Sebelum BPJPH dibentuk, pengajuan permohonan atau perpanjangan Sertifikat Halal dilakukan sesuai dengan tata cara memperoleh Sertifikat Halal yang berlaku sebelum Undang-Undang ini diundangkan.

 

Pasal 60:

MUI tetap menjalankan tugasnya di bidang Sertifikasi Halal sampai dengan BPJPH dibentuk.

 

Pasal 65:

Peraturan pelaksanaan Undang-Undang ini harus ditetapkan paling lama 2 (dua) tahun terhitung sejak Undang-Undang ini diundangkan.

 

Sebelumnya, Kepala Badan Penyelenggaraan Jaminan Produk Halal (BPJPH) Kementerian Agama (Kemenag) Prof. Ir. Sukoso, MSc, Ph.D menyatakan bahwa proses sertifikasi halal saat ini masih dilakukan oleh Majelis Ulama Indonesia (MUI).

 

Hal ini masih akan terus berlangsung hingga perangkat aturan pendukung dan infrastruktur sistem informasi halal siap beroperasi. Salah satu regulasi yang saat ini dikebut adalah Rancangan Peraturan Pemerintah (RPP) tentang Jaminan Produk Halal (JPH).

 

“Begitu RPP JPH tersebut selesai ditandatangani dan disahkan menjadi PP JPH, maka kewenangan penerbitan sertifikasi halal berada sepenuhnya di BPJPH selaku leading sector Jaminan Produk Halal,” ungkap Sukoso, seperti dilansir situs Setkab di Jakarta, Senin (7/1).

 

Saat ini, menurut Sukoso, RPP JPH sudah diparaf oleh sejumlah menteri dan lembaga terkait.
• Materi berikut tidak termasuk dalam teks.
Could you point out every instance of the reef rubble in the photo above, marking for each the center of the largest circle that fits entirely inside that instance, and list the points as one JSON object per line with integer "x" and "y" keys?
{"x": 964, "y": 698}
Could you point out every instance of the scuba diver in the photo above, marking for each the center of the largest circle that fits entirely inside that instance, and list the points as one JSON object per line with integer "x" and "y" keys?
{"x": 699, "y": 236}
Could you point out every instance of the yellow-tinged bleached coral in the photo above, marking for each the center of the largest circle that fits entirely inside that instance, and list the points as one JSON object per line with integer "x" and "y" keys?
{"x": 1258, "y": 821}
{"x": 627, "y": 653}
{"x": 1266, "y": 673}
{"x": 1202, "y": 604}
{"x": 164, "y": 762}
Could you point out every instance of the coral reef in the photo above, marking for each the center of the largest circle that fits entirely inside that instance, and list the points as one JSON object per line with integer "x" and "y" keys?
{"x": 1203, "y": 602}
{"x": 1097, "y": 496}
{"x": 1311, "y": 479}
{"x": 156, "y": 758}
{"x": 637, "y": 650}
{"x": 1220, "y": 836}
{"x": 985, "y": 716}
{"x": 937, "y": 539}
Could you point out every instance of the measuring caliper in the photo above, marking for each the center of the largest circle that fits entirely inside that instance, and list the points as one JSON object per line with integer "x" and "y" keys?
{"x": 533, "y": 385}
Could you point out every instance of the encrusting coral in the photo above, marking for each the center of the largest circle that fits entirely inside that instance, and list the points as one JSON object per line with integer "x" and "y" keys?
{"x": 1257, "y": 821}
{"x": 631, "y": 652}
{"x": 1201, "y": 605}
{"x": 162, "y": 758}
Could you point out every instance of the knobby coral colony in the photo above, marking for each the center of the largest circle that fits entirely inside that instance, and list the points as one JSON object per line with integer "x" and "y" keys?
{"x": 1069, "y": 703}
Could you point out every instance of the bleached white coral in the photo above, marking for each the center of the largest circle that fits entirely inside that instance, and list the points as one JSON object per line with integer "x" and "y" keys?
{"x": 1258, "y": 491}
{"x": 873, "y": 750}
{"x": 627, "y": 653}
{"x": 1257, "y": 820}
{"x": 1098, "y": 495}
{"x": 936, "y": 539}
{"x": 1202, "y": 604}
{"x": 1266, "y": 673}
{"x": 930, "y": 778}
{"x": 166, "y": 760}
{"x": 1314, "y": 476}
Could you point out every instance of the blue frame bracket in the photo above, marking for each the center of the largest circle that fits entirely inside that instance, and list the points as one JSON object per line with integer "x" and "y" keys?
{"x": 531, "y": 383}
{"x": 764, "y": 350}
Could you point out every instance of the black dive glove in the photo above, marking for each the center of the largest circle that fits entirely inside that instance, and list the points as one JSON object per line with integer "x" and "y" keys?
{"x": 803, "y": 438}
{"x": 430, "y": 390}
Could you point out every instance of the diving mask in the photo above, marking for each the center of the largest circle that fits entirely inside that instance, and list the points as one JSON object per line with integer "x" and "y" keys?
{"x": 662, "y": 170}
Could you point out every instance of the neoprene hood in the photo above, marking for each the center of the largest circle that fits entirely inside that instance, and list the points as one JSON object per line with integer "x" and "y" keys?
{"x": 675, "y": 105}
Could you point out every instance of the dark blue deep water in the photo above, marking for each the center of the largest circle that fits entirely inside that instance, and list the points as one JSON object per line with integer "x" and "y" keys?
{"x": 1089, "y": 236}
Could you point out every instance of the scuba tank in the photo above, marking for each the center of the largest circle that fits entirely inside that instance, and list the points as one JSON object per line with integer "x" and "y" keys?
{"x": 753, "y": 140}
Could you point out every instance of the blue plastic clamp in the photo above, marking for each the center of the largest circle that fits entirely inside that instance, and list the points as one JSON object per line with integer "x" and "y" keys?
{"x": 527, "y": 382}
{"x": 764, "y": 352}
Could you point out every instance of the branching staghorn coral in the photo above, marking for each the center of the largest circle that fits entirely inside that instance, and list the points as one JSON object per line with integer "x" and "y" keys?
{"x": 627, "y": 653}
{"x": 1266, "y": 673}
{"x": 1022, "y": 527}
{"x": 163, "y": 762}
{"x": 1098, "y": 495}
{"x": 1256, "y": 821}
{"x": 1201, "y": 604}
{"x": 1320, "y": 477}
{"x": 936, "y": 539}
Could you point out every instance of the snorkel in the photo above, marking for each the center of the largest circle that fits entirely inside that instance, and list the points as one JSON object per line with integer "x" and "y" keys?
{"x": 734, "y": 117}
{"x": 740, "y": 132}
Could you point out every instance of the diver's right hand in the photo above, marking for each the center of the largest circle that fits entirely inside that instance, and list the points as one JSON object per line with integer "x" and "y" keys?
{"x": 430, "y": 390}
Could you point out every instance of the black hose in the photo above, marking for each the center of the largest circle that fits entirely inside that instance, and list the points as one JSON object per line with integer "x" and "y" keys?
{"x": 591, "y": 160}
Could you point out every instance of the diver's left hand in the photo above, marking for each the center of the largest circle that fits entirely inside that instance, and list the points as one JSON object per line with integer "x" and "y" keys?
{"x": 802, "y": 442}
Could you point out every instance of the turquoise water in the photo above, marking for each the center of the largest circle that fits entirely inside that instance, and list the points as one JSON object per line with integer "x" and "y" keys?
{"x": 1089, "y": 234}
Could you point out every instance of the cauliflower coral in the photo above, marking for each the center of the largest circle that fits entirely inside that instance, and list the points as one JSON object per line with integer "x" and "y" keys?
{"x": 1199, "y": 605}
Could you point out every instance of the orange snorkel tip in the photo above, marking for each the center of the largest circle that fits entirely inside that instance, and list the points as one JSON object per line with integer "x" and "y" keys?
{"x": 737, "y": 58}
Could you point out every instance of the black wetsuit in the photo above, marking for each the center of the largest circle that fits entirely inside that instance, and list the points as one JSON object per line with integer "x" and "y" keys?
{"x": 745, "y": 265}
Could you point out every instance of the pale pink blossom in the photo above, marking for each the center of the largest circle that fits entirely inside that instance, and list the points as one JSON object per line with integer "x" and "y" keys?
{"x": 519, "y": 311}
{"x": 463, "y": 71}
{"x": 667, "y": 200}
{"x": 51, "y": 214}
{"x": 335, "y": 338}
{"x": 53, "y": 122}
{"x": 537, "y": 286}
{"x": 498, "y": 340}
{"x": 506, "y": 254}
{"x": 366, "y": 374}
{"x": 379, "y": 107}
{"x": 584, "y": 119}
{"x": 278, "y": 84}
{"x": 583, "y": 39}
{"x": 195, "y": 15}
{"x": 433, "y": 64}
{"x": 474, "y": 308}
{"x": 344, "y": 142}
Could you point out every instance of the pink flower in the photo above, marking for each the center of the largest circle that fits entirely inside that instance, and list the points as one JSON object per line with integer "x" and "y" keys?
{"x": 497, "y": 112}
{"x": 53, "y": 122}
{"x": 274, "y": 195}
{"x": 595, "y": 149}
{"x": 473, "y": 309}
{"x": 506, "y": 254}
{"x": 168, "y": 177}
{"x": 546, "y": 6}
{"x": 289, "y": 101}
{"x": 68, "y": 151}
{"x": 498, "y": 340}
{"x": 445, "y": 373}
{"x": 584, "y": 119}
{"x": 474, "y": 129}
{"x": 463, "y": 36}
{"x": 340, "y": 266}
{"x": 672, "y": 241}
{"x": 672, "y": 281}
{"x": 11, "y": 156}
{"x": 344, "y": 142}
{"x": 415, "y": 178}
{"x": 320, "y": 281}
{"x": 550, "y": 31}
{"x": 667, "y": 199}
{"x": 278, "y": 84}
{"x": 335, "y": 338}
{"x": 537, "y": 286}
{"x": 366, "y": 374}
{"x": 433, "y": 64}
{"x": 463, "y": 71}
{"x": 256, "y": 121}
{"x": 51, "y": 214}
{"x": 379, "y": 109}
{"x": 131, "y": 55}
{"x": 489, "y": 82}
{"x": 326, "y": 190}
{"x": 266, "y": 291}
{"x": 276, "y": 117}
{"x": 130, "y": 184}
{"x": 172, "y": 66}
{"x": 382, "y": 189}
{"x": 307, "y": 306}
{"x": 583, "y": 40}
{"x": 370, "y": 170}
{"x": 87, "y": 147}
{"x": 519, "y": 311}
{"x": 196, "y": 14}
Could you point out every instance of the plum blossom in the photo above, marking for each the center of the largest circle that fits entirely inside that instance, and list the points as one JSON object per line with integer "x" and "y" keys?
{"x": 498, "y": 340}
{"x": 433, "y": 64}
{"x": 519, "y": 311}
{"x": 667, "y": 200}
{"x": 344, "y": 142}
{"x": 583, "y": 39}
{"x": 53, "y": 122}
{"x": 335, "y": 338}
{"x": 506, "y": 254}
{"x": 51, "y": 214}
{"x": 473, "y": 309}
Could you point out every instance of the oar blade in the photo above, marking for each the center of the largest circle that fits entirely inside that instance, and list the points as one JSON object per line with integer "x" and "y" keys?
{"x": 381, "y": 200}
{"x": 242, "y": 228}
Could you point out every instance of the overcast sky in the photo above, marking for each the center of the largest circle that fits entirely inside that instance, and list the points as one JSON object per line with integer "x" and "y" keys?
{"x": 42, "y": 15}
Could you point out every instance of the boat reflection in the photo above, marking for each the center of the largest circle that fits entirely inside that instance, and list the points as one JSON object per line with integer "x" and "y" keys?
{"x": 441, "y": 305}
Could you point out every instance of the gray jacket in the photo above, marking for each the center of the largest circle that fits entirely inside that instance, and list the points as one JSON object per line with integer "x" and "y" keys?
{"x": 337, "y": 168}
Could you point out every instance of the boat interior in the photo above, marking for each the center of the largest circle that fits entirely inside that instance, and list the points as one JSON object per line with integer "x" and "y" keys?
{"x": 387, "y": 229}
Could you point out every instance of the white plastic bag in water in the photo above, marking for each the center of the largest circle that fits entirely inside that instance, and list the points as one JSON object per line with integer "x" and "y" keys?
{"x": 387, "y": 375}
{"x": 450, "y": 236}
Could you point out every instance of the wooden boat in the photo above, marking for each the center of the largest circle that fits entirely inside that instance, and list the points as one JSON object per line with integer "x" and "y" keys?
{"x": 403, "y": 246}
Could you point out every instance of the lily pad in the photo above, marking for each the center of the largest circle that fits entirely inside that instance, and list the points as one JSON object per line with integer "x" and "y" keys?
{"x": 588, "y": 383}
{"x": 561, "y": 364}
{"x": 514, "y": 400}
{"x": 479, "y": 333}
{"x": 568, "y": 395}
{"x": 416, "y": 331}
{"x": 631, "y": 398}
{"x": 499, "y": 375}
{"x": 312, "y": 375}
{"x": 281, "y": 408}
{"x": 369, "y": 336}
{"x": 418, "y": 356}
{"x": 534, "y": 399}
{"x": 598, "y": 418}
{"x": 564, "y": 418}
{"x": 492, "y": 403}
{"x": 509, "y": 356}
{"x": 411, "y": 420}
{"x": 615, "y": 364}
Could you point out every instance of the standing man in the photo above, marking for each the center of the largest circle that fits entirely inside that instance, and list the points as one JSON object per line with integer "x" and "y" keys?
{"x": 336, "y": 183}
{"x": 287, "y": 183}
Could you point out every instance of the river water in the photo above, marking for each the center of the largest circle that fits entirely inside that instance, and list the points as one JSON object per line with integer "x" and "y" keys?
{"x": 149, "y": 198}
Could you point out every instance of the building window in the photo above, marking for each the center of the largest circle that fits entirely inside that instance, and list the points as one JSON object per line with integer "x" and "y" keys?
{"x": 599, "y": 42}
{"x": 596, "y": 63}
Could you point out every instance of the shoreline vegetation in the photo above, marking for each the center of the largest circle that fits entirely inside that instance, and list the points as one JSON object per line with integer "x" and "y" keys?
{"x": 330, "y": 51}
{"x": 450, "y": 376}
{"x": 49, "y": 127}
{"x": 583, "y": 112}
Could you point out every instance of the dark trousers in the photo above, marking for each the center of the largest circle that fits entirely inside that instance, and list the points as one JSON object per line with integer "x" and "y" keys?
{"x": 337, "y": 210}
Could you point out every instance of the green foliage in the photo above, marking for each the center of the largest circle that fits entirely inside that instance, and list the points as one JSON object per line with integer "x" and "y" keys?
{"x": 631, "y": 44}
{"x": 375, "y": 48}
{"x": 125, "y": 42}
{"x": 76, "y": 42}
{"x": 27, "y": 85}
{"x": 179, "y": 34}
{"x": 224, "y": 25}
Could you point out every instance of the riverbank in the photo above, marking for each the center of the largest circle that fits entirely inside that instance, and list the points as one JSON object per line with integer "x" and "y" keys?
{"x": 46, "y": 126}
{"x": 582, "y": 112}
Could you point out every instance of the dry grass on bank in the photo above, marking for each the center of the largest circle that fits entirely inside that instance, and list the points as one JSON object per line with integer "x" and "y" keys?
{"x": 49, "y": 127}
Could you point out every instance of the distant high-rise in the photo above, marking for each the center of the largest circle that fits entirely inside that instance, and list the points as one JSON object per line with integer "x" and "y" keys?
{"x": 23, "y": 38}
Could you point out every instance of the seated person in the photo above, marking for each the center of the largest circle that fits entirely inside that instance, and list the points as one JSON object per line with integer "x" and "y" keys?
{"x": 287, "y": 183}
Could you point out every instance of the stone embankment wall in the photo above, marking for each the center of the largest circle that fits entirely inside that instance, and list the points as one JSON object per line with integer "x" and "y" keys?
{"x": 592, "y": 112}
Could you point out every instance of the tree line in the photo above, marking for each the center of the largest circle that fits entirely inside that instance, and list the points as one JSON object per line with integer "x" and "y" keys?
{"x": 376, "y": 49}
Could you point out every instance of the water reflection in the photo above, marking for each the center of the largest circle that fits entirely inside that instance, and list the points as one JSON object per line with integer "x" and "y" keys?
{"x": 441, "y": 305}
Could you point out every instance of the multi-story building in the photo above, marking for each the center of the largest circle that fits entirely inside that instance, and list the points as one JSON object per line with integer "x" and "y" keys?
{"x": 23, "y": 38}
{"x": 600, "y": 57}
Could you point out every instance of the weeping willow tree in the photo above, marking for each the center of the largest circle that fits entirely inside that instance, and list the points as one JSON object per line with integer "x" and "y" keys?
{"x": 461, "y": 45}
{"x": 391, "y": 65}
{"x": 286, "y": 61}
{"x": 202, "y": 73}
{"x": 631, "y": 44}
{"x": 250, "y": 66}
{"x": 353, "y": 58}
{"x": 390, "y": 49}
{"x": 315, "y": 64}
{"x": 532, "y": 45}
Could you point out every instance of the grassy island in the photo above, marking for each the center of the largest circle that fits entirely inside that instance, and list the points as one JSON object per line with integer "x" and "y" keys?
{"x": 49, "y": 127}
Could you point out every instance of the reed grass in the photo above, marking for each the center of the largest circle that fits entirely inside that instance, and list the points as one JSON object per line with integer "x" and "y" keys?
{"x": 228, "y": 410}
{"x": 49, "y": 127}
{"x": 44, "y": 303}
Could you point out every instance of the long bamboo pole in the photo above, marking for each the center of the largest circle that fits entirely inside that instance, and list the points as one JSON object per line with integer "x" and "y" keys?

Terakhir, Menko Pemberdayaan Manusia dan Kebudayaan (PMK) juga sudah membubuhkan paraf untuk kemudian diserahkan ke Sekretariat Negara untuk proses penandatanganan oleh Presiden.

 

“Semua sudah paraf, sehingga RPP bisa diajukan ke Presiden untuk ditandatangani,” ungkap Kepala BPJPH itu seraya menyampaikan harapannya semoga PP segera terbit sehingga BPJPH bisa segera laksanakan amanat UU Sertifikasi Halal.

 

Sukoso menegaskan, PP JPH akan menjadi regulasi pokok pelaksanaan JPH oleh BPJPH. Bersamaan dengan itu, pihaknya terus melakukan beragam persiapan. Mulai dari melakukan pelatihan auditor halal, membangun kerjasama dengan PTKN (Perguruan Tinggi Keagamaan Negeri) maupun PTKIN (Perguruan Tinggi Keamanaan Islam Negeri) terkait penyediaan Lembaga Pemeriksa Halal (LPH), hingga membangun sistem aplikasi online.

 

“Segera setelah regulasi pelaksana UU JPH tersebut disahkan dan sistem aplikasi online yang saat ini tengah dibangun BPJPH dapat beroperasi secara efektif, maka pengajuan pendaftaran sertifikasi halal akan dilaksanakan di BPJPH,” tegas Sukoso.

 

Tanpa terbitnya PP tersebut, lanjut Sukoso, BPJPH belum bisa beroperasi. Karenanya, dalam masa tunggu itu, pengajuan permohonan pengajuan sertifikasi halal mengikuti ketentuan yang telah berlaku sebelumnya. Hal ini sesuai bunyi pasal 59 dan 60 UU JPH.

 

Dalam Pasal 59 UU JPH disebutkan, sebelum BPJPH dibentuk, pengajuan permohonan atau perpanjangan Sertifikat Halal dilakukan sesuai dengan tata cara memperoleh Sertifikat Halal yang berlaku sebelum Undang-Undang ini diundangkan. Sedang pasal 60 mengatur bahwa MUI tetap menjalankan tugasnya di bidang Sertifikasi Halal sampai dengan BPJPH dibentuk.

 

“Artinya, MUI bisa tetap melaksanakan tugasnya di bidang sertifikasi halal sampai perangkat pelaksanaan UU JPH sudah lengkap dan BPJPH bisa melaksanakan tugas fungsinya,” ujarnya.

 

UU JPH mengatur bahwa penerbitan sertifikasi halal melibatkan BPJPH sebagai regulator, Lembaga Pemeriksa Halal (LPH) yang meliputi auditor dan MUI sebagai pemberi fatwa produk. Karenanya, di 2019, BPJPH akan segera menjalin sinergi dengan LPH.

 

“Sinergi dengan MUI selama ini sudah berjalan sehingga tidak ada masalah,” jelas Sukoso.

 

Terkait pembiayaan sertifikasi halal, Sukoso menjelaskan bahwa saat  ini tengah dirumuskan bentuk pengelolaan keuangannya secara Badan Layanan Umum.  Sesuai Pasal 44 dan Pasal 45 UU JPH, besaran biaya sertifikasi halal akan ditetapkan oleh Menteri Keuangan berdasarkan Peraturan Menteri Keuangan.